The journey ended up taking a lot longer than expected. The promise of a direct route was more of a myth. At one of the road tolls near Santa Marta, the coach came to a stop and we were ordered by the police to get off the coach. As we were sitting near the back, by the time we had to get off everyone was lined up by the coach. I felt another sinking feeling - I really didn't want to get off the coach.

As we were surrounded buy sellers of local food and drinks, the police instructed women and children back on the bus and then - without questioning us - allowed the men back on. Supposedly, they'd checked the bus for bombs. We were allowed on our way. It crossed my mind that the search was to get all of us outside, allowing the sellers to market themselves to us. Either way, we were safe. I didn't feel unsafe but the uncertainty of the situation was worrying.

Sellers on the buses

During the journey, people selling different things came onto the bus (similar to the sellers on the local buses) some asking for money to sponsor children, some selling pens, some selling food and drink. Something we couldn't help but find funny was a man who stood at the front of the bus selling pills to improve sexual performance - and then people purchasing!

The wonders of Tayrona National Park

James in the forest
James in the forest

We arrived at the entrance to the park after a far-from-direct route. Those who'd worked in Colombia for year got discounted entry as they are considered citizens. The rest of us paid the full 20,000 pesos, just over £4. After paying, we were driven to the car park entrance and then we walked for 45 minutes up and down the tropical terrain to the coast and camp site.

Despite the cloud cover and thick vegetation, it was hot and humid. After the likes of The Blair Witch Project and other films, I never like walking through areas like this, but the path was clear and well used. However, I was pleased to see a clearing at the end when we hit the coast.
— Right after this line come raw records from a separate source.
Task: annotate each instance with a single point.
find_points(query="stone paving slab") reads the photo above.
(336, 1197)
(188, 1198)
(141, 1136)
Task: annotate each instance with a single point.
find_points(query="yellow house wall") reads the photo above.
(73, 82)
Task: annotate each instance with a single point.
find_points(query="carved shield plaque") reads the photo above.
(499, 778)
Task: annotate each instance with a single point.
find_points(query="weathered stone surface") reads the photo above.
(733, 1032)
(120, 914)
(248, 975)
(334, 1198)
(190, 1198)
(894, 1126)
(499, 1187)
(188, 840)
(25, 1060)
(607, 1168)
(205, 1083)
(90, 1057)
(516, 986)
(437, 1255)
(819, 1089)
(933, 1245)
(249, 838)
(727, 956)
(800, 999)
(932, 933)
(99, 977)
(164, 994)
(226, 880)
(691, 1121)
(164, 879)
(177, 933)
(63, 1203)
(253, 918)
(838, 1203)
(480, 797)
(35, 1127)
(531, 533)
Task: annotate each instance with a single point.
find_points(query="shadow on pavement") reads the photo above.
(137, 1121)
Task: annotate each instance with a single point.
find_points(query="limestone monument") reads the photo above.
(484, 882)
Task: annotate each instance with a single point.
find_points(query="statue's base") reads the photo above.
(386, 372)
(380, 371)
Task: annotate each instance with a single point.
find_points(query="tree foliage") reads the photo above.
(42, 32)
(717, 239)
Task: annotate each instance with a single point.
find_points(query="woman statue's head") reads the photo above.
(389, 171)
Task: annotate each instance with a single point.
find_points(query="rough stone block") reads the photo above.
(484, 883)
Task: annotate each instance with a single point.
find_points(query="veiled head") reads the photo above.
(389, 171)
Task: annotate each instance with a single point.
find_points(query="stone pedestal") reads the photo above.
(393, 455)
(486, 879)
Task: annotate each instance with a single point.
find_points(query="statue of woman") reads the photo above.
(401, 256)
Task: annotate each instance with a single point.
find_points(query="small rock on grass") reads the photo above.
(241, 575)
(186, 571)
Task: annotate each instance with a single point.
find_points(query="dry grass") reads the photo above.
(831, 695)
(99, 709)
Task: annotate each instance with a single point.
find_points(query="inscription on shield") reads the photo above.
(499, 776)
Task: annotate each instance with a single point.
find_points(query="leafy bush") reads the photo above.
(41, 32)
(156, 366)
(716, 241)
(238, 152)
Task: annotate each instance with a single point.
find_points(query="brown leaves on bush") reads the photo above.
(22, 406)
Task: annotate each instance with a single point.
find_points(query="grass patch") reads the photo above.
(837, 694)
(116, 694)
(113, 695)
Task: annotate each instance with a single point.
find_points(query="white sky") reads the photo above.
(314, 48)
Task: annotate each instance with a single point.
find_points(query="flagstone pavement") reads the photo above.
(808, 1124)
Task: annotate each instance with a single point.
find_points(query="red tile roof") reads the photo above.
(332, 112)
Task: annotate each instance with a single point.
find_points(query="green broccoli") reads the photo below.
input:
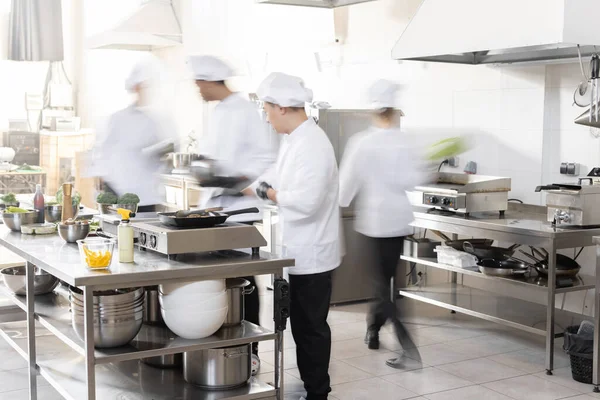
(9, 198)
(129, 198)
(76, 198)
(106, 198)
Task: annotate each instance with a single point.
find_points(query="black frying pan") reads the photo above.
(216, 218)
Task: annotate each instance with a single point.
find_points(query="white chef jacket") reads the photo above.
(121, 160)
(378, 167)
(306, 180)
(242, 145)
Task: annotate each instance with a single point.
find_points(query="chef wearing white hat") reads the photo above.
(378, 167)
(240, 143)
(127, 157)
(304, 185)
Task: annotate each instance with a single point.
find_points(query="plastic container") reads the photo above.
(449, 256)
(96, 254)
(580, 349)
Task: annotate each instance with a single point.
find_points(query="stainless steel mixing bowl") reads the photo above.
(15, 280)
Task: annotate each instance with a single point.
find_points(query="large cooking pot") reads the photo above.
(218, 369)
(237, 288)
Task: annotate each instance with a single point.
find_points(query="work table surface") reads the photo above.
(518, 220)
(62, 260)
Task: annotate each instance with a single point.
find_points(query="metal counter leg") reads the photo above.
(90, 361)
(30, 274)
(596, 370)
(279, 370)
(550, 310)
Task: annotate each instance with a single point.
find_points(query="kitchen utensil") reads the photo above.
(152, 315)
(182, 288)
(186, 213)
(16, 281)
(53, 213)
(502, 268)
(218, 369)
(96, 253)
(579, 96)
(39, 229)
(194, 324)
(109, 332)
(237, 288)
(483, 251)
(217, 218)
(14, 221)
(196, 301)
(73, 233)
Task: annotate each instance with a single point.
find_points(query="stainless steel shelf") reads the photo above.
(132, 380)
(582, 281)
(52, 312)
(482, 304)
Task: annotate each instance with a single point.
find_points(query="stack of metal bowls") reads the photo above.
(118, 315)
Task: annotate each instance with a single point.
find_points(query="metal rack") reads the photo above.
(79, 371)
(525, 225)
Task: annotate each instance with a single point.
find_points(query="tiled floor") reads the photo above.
(463, 358)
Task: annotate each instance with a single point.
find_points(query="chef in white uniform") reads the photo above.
(128, 156)
(239, 142)
(377, 169)
(304, 185)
Shortly after arriving, we set up our hammocks undercover due to the surrounding clouds. Four out of the seven of us decided to play it safe, the other three left it till later to decide. The water where we were was too dangerous for swimming due to the strong undercurrent so we ventured further along the coast.

Ant motorways

Ant motorway
Ant motorway

We entered the forest again. Stopping every so often to take photos, one amazing aspect hard to ignore was the amazing network of ants at work which appeared to be following ant motorways extending further than the eye could see.

After a relaxing afternoon of snoozing on the beach, waking every so often to cool in the clear Caribbean waters we headed back to camp. The others deciding to brave it under the clouds. The decided to sleep outside in hammocks between trees. After dinner, we all met on the beach and sat up talking around our camp fire (see photo above) with fork lightening surrounding us. Luckily the rain held off apart from a slight drizzle which passed after a few minutes.

James and Juliet wait for sunrise
Waiting for sunrise

Due to my previous conflict with numerous mosquitoes, I was determined not to be bitten. I covered up as much as possible (trousers tucked into shoes and everything) and I climbed into my hammock. I tossed and turned, falling asleep for mere minutes. After a while, I felt myself being bitten again so I got a mosquito net out of my bag. Julia and Juliet couldn't sleep either. We started laughing - we'd all stayed quiet as we thought everyone else was asleep. After cocooning myself in the mosquito net, I continued to sleep until 5am, when I woke for sunrise.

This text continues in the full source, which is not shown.